Ein paar Passanten blieben stehen und lachten, ein älterer Herr klatschte Beifall, während ihn seine Ehefrau mit sauertöpfischer Miene versuchte weiterzuziehen.

»Von mir aus«, sagte Alice und packte Bens Hände. Sie rief sich die Schritte ins Gedächtnis, die sie sich gestern Nacht bei Mutter Erdmann ausgedacht hatte, während die zweifelhaften Musiker dazu wie wild auf dem Kamm geblasen und ein ungeheures Getöse mit dem Tamburin gemacht hatten. Yes, we have no bananas …

»Eins, zwei, eins, zwei«, zählte sie laut und schubste Ben am Zaun des Sophienkirchhofs entlang durch das raschelnde Herbstlaub, »runter, hoch, rundherum«, sie überkreuzte in schneller Folge die Knie, wirbelte um die eigene Achse, ließ die Stiefelsohlen schleifen, watschelte und schüttelte die Hüften, »und kick!« Mit einer lockeren Bewegung schnellten ihre Beine eins nach dem anderen in die Höhe, so dass die Lindenblätter flogen.

Ben tat es ihr nach und lachte begeistert.

»Famos«, sagte er. »Das merke ich mir.
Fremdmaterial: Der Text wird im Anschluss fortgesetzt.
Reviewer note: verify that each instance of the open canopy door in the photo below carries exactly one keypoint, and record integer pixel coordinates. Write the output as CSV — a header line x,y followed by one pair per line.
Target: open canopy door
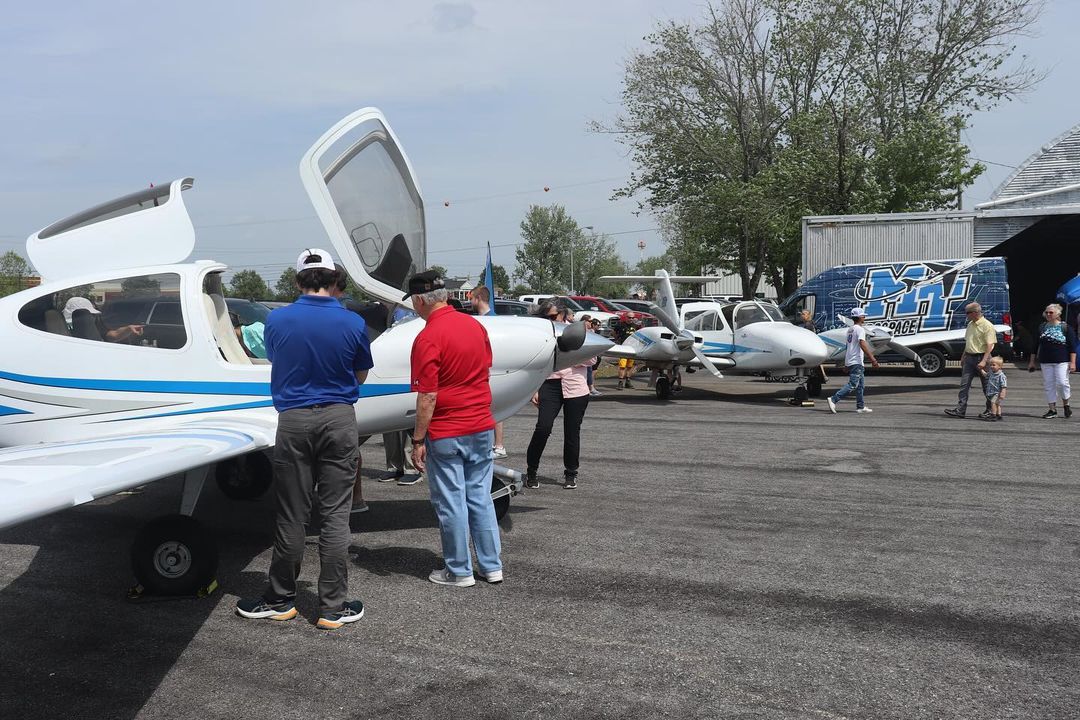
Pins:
x,y
366,195
146,228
Eine große Schwester ist eben doch zu was gut und nicht nur auf der Welt, um mich herumzukommandieren.«

Pfeifend ging er davon, die Hände tief in den Taschen der zerrissenen Knickerbockers. Die Septembersonne legte sich auf seinen roten Scheitel und ließ sein Haar auflodern wie einen Heiligenschein.

Alice sah sie ihm nach. Erst jetzt fragte sie sich, weshalb er überhaupt so früh am Mittag schon wieder nicht in der Schulbank saß, sondern durch die Straßen zog und sich mit Nazibengeln prügelte. Noch eine Sorge, die sie heute Nacht wach halten würde, dachte sie verstimmt und ging mit knurrendem Magen, in dem nichts als eine halbe Schrippe traurig vor sich hin schwappte, durchs Tor zurück in den Fabrikhof. Eine Nähmaschine namens Perfecta wartete auf sie, und Alice hatte noch Hunger. Yes, we have no bananas today!

Kapitel 4

Thea

Eine Katze müsste man sein, mit sieben Leben, dachte Thea Brehm, während sie mit mulmigem Gefühl in die Tiefe starrte. Die alten Philadelphussträucher, die den Garten rund um die Villa zur Hohenzollernstraße hin begrenzten, raschelten leise im Nachtwind, als Thea erst das eine, dann das andere Bein über den Fenstersims ihres Mädchenzimmers schwang. Es waren höchstens zwei Meter, schätzte sie, doch der Garten fiel hier rasch ab, so dass man Gefahr lief, weiter über den Rasen und hinab bis zu den Hecken zu rollen, wenn man ungünstig aufkam. Was Thea mit ihrem schlimmen Fuß, wie Mutter es nannte, mehr schaden könnte als anderen.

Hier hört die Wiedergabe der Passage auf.